Only a few people know (but I'm sure many could speculate) that one of my nicknames in life is Slob-ana. My dad coined this little pet name when I hastily moved into his house after high school, my lifetime's worth of mementos shoved carelessly about, mostly in plastic garbage bags (that's another long story). As I kept a meager trail from the door to the bed, he teased me mercilessly at the time, and eventually warned Mr. T about my habits, as if T weren't already aware. I have a great many talents in life and housekeeping is definitely not one of them. The only chore I really like is vacuuming but clean carpets do not a spotless house make.
With this in mind, I've found my that my apartment in Mesa vacillates between moderately orderly to "Does a Human Actually Live Here???" and everything in between. Mostly I'm messy and cluttered with bad habits like dropping things at the door, nowhere near where they belong. I draw the line at dirty though and go on cleaning frenzies every so often (typically when I should be writing papers). I started a specific frenzy in December before I came home for Christmas break because I knew T would be visiting our "vacation home" on the return trip.
I mention the mess-factor because I'm completely aware of it. I don't try to hide it at all, although periodically I pretend I can reform. With this in mind, I was blown away by some non-fabulous things my ASU adventure had spawned during my first semester. For example, T noted my absolutely disgusting car that hadn't had a bath since the summer. He also pointed out that I'd neglected to take the price tag off of a mirror I bought in August and hadn't filled any of the picture frames on the wall. The most poignant discovery, however, was the five sour creams in my fridge. Yep, five unopened containers of sour cream dating August, September, October, November and December. Apparently I like to buy sour cream but not use it.
T gave me "the look" so many times last weekend, I had to reach deep into my soul and ponder what my problem is. Although I am a complete clutter monster, in the end, I've decided it's grad school. I keep so much on my plate--taking three classes, teaching two, working full time, flying home every other weekend--that it's impossible to keep all the balls in the air. It's not until someone points things out to me that I can see what's slipped through the cracks. Honestly, it feels like I'm losing my mind 85% of the time. I have a hard time remembering what day it is or where I'm supposed to be at any given moment. (Do remind me that I signed up for this and I do, in fact, heart school... okay?)

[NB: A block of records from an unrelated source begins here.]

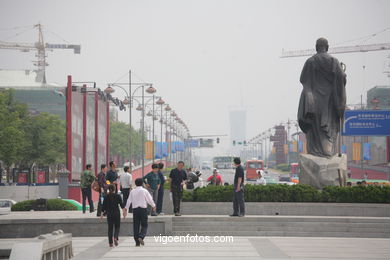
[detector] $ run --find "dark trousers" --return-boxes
[81,187,93,213]
[171,185,183,213]
[96,192,104,217]
[233,190,245,215]
[107,214,121,244]
[133,208,148,245]
[121,188,130,206]
[156,188,164,214]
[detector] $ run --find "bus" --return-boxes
[245,159,264,181]
[213,156,234,169]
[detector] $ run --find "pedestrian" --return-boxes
[80,164,96,214]
[100,184,124,247]
[119,166,133,212]
[106,161,118,192]
[169,161,187,216]
[96,164,107,217]
[230,157,245,217]
[143,163,160,216]
[256,170,267,185]
[156,162,165,215]
[207,169,223,186]
[123,178,156,246]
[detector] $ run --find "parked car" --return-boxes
[0,199,16,214]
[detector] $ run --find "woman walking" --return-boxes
[100,184,124,247]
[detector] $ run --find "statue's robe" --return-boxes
[298,52,346,158]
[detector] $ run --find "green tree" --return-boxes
[23,113,66,166]
[0,90,29,180]
[110,121,142,165]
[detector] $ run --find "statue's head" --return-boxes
[316,38,329,52]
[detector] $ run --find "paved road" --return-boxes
[73,237,390,260]
[201,169,279,185]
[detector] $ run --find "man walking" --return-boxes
[119,166,133,212]
[169,161,187,216]
[143,163,160,216]
[230,157,245,217]
[123,178,156,246]
[106,161,118,192]
[80,164,95,214]
[157,163,165,215]
[96,164,107,217]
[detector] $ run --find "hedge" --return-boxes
[11,199,77,211]
[183,184,390,203]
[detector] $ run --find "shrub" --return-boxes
[183,184,390,203]
[11,200,35,211]
[47,199,77,211]
[11,199,77,211]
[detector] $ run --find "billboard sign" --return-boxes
[342,110,390,136]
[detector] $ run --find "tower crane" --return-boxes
[0,23,81,84]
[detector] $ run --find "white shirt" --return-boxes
[125,186,156,209]
[119,172,133,189]
[256,176,267,185]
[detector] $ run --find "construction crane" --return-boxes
[0,24,81,84]
[280,43,390,58]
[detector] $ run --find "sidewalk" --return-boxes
[73,236,390,260]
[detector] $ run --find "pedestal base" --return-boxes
[299,154,347,189]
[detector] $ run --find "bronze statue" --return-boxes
[298,38,346,158]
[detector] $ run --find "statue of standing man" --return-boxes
[298,38,346,158]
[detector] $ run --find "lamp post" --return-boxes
[104,73,156,177]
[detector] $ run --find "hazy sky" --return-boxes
[0,0,390,155]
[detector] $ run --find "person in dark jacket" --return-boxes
[100,184,124,247]
[230,157,245,217]
[106,161,118,192]
[156,163,165,215]
[96,164,107,217]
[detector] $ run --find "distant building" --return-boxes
[0,70,66,120]
[229,108,247,155]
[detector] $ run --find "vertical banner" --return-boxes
[352,143,362,161]
[145,141,153,160]
[162,142,168,157]
[292,141,298,153]
[298,141,303,153]
[341,144,347,154]
[97,97,108,169]
[155,142,163,159]
[363,143,371,161]
[85,93,95,170]
[71,89,84,180]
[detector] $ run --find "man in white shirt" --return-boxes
[119,166,133,211]
[256,170,267,185]
[123,178,156,246]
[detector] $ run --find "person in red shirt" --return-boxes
[207,169,223,186]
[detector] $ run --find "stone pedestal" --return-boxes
[299,154,347,189]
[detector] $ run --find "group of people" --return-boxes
[81,158,245,247]
[80,161,187,247]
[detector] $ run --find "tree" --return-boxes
[110,121,142,165]
[0,90,29,180]
[23,113,66,165]
[0,90,66,180]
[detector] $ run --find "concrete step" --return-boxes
[172,216,390,238]
[172,224,390,233]
[172,215,390,224]
[172,231,390,238]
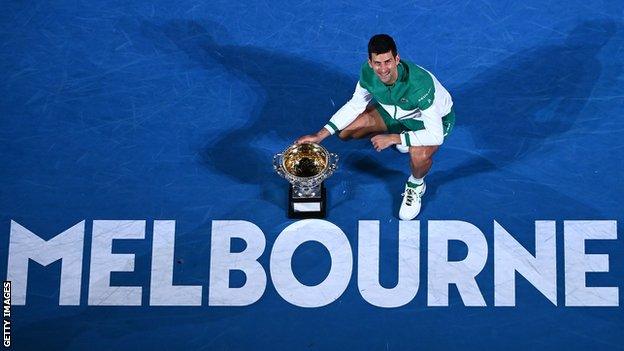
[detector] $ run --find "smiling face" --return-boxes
[368,51,400,85]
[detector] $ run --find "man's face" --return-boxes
[368,51,399,84]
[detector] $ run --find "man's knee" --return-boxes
[409,146,433,165]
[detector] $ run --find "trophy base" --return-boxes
[288,183,327,219]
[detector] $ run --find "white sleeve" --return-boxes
[325,81,372,134]
[401,108,444,146]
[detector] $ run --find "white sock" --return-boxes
[407,175,425,185]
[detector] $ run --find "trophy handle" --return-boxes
[273,153,286,178]
[325,152,340,178]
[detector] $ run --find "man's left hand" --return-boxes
[371,134,401,151]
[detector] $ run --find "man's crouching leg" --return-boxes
[399,145,439,221]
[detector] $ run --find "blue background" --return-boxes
[0,0,624,350]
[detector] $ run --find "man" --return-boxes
[297,34,455,220]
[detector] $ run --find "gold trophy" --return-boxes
[273,143,338,218]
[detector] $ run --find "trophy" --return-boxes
[273,143,338,218]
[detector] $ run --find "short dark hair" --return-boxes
[368,34,396,60]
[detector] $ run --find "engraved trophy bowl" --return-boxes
[273,143,338,218]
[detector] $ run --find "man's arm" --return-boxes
[296,81,372,144]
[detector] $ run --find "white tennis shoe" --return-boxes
[394,144,409,154]
[399,182,427,221]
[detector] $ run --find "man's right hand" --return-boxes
[295,128,330,144]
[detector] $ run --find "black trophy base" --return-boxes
[288,183,327,219]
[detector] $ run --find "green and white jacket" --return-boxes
[325,60,453,146]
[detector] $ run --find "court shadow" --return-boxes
[431,21,621,184]
[144,21,355,205]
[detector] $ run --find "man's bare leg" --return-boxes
[399,146,439,221]
[409,145,439,179]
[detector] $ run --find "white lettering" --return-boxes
[7,221,84,306]
[494,221,557,306]
[563,221,619,306]
[150,221,202,306]
[271,219,353,307]
[358,221,420,308]
[208,221,267,306]
[427,221,488,306]
[88,220,145,306]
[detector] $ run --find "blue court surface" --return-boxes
[0,0,624,350]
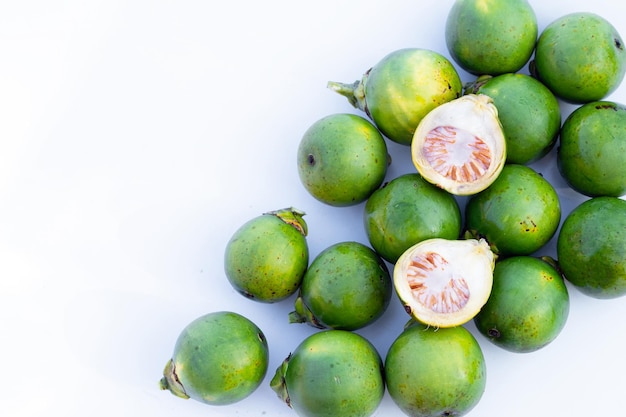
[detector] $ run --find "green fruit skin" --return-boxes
[277,330,385,417]
[465,164,561,257]
[161,311,269,405]
[299,242,392,330]
[364,48,463,145]
[385,322,487,417]
[363,173,462,263]
[472,73,561,165]
[224,214,309,303]
[557,101,626,197]
[474,256,570,353]
[297,113,388,207]
[531,12,626,104]
[445,0,538,75]
[557,196,626,299]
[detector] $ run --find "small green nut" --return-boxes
[289,241,393,330]
[465,164,561,257]
[224,207,309,303]
[557,196,626,299]
[328,48,463,146]
[297,113,390,207]
[159,311,269,405]
[474,256,570,353]
[445,0,538,75]
[557,100,626,197]
[363,173,462,263]
[270,330,385,417]
[465,73,561,165]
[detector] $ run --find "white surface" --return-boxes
[0,0,626,417]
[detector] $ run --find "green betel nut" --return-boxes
[160,311,269,405]
[224,207,309,303]
[270,330,385,417]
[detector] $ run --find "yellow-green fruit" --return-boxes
[445,0,538,75]
[531,12,626,104]
[465,73,561,165]
[224,207,309,303]
[160,311,269,405]
[328,48,463,145]
[557,196,626,298]
[557,101,626,197]
[385,323,487,417]
[297,113,389,207]
[474,256,569,353]
[270,330,385,417]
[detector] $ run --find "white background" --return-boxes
[0,0,626,417]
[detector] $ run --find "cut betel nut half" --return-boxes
[393,238,496,327]
[411,94,506,195]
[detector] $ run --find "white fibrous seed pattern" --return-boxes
[407,252,470,313]
[423,126,492,183]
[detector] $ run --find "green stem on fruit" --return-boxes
[263,207,308,236]
[327,74,367,113]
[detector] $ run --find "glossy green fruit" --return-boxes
[289,242,393,330]
[385,323,487,417]
[393,238,495,328]
[270,330,385,417]
[465,164,561,257]
[445,0,538,75]
[297,113,389,207]
[160,311,269,405]
[531,12,626,103]
[465,73,561,165]
[557,101,626,197]
[557,197,626,298]
[363,173,462,263]
[474,256,570,353]
[328,48,463,145]
[224,207,309,303]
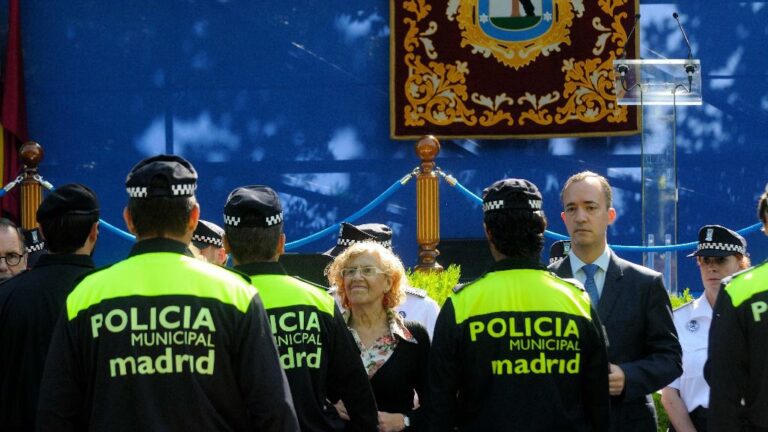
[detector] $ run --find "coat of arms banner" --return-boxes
[390,0,640,139]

As I'm not sure how to put more hours into the day and I'm pretty certain the workload isn't going to get lighter any time soon, I will simply say oh well and ask for consideration. To my family and friends: Although I drop off the face of the earth for months at the time, I still love you. Please have patience with me. I look forward to being a real person again in 2012-13. To my pathetic Corolla-mobile: One of my resolutions for the year is to wash you once a month. Even if it's every three months, that's still more baths than you've seen ever! To my uneaten sour creams: I don't know what to tell you. I speculate that I only buy you because T and I use a lot of sour cream at home. Since apparently you remind me of home, I will probably continue to buy you for no apparent reason.